However, coalition governments are not uncommon and have been prevalent in some of the most prosperous countries in the world. Between 1945 and about 2000, most European countries had some form of coalition government.  Coalitions account for 69% (238) of some 343 cases analysed in one study. It has been the only form of government in Luxembourg and Netherlands. In the same period ‘single party’ governments  were only 15%  of governments in Germany, 11% in Finland, 15% in Belgium, 23% in Austria, 26% in France, 29% in Italy and 45% in Denmark (Muller Wolfgang & Kaare Strom (2000) Coalition Governments in Western Europe. Oxford University Press). Since 1959, Switzerland has been ruled by a coalition consisting of the four largest parliamentary parties. Suriname has not had  any other form of government since the 1980s, and even in Guyana the two real coalition experiences – the PNC/UF and the APNU/AFC – were established for the purpose of and succeeded in winning government and lasting their full term.

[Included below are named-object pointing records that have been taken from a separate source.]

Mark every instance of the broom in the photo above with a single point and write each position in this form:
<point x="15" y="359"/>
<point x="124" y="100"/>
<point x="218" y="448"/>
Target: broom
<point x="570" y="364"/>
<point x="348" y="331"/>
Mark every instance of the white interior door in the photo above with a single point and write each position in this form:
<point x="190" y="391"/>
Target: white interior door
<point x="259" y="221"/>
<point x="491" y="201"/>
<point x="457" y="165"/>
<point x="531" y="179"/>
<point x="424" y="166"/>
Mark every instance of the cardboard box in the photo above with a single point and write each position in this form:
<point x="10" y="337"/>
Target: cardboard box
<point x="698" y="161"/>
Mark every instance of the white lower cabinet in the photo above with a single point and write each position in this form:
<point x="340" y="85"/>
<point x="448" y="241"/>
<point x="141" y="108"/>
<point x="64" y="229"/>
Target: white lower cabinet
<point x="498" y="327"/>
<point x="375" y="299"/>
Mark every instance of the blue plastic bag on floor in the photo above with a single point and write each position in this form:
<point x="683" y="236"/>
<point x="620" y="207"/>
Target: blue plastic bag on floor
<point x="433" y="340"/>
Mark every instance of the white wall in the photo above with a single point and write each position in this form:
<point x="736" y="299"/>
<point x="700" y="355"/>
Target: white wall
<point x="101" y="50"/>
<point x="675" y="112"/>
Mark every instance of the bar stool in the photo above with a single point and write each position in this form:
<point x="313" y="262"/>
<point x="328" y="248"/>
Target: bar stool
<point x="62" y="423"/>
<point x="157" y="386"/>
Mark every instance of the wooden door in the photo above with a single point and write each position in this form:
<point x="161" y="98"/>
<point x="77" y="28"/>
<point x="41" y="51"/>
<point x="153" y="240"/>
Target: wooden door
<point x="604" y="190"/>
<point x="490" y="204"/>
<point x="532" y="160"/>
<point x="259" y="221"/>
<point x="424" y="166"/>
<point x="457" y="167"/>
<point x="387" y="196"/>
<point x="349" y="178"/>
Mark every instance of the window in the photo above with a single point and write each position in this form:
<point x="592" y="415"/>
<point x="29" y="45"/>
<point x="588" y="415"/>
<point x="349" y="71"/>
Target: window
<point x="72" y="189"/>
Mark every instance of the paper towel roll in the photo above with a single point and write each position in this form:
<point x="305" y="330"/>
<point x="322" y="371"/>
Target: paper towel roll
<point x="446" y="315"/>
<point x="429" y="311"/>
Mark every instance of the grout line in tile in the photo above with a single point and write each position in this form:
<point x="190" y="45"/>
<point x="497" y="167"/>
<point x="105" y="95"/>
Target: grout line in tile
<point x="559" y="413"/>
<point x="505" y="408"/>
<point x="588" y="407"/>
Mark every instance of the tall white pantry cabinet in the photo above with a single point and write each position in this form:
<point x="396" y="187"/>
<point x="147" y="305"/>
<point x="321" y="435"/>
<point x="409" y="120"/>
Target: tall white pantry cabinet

Guyana’s colonial rulers and Forbes Burnham’s PNC could find a level of moral shelter for their elections manipulations by claiming that they were on the side of the liberal democratic order in the struggle against those who intended to destroy it. The PPP’s dilemma is that it has no moral shelter whatsoever: the little it had as a majority party has eroded and maybe that is the reason its propaganda is so rampant and that it so badly needs the APNU+AFC coalition to baptize it as legitimate!